Stater Bros. extends AI fresh buying from the shelf into its warehouses
San Bernardino's Stater Bros. said earlier this year it will expand its partnership with Afresh, the San Francisco fresh-inventory software firm, on two fronts. It will extend Afresh's AI replenishment tool beyond produce into additional fresh departments, and it will add the company's DC Forecast product to guide buying upstream at the warehouse — linking real store demand directly to what the distribution center purchases.
The move builds on a produce rollout that reached all of the chain's roughly 170 stores in 2025. Stater Bros. reports that deployment cut produce shrink, kept shelves fuller, and freed up working capital tied to inventory — results the company describes in general terms rather than hard figures. Executives say the gains were enough to justify scaling the system across the rest of the fresh operation.

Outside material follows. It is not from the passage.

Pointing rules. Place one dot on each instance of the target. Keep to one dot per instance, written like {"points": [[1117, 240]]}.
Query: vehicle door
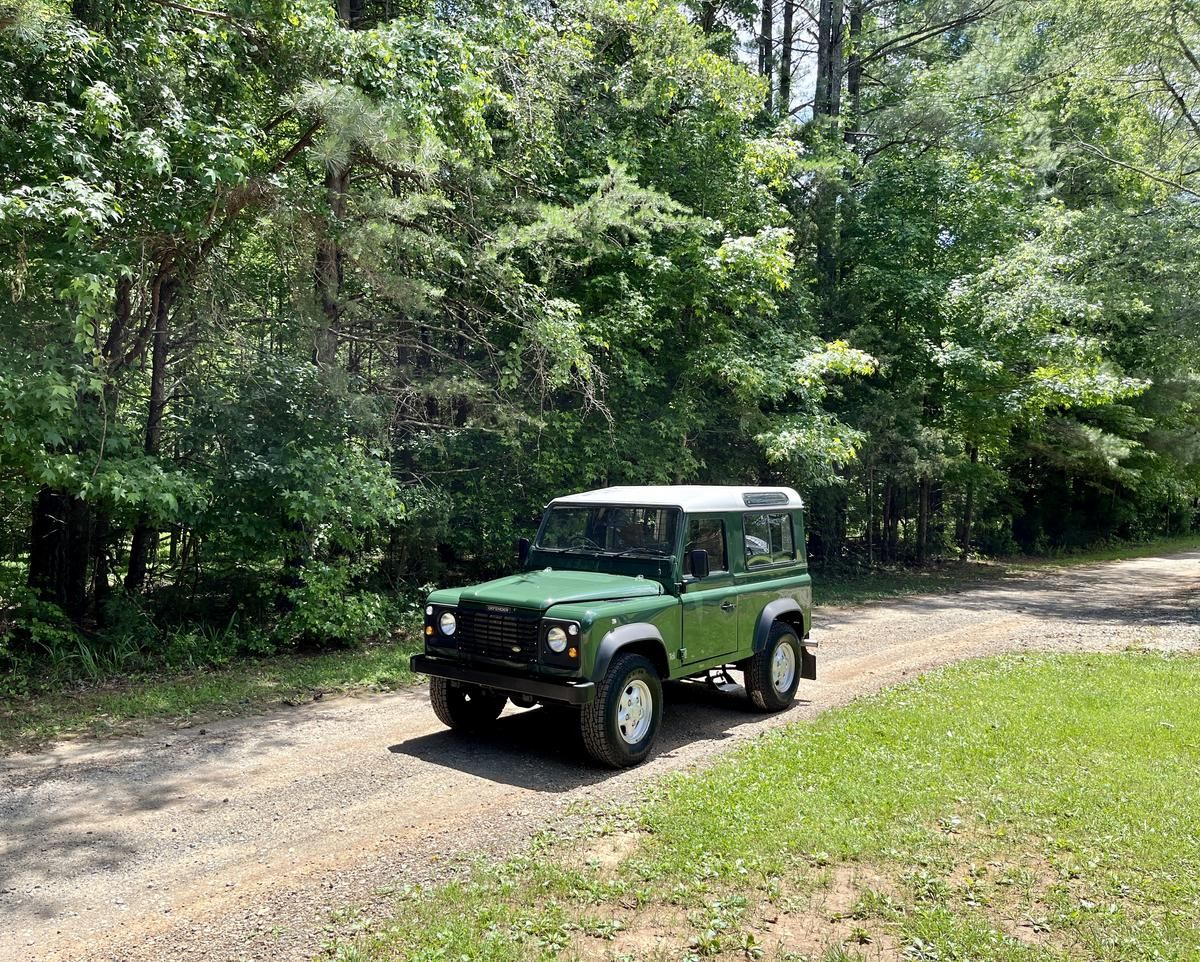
{"points": [[711, 603]]}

The problem it targets is specific to fresh. Stater Bros. says much of its produce buying stayed manual even with conventional forecasting tools in place, because those tools treat demand as static — weekly snapshots and historical averages that break down during promotions and for bulk and catch-weight items. Buyers spent hours pulling data across spreadsheets to answer basic questions, like how many strawberries to order two weeks out. DC Forecast is built for the messier reality of fresh buying: mismatched SKUs, multiple vendors, frequent deliveries.
The shift sits inside a structure the company set up in September, when it folded supply chain oversight under Rebecca Calvin, its executive vice president and chief marketing officer, to pull merchandising, marketing, and logistics into closer alignment. A system that runs store-shelf demand back into warehouse procurement is exactly the kind of integration that reporting line was built to produce.
For an operator, the read is less about grocery and more about how a major IE distribution business is choosing to compete. Stater Bros. isn't chasing more warehouse space; it's wringing more out of the buying decisions inside the warehouse it has, automating the forecasting so its buyers spend time on the floor checking product and working suppliers instead of reconciling spreadsheets. The company has not set a timeline for the broader rollout.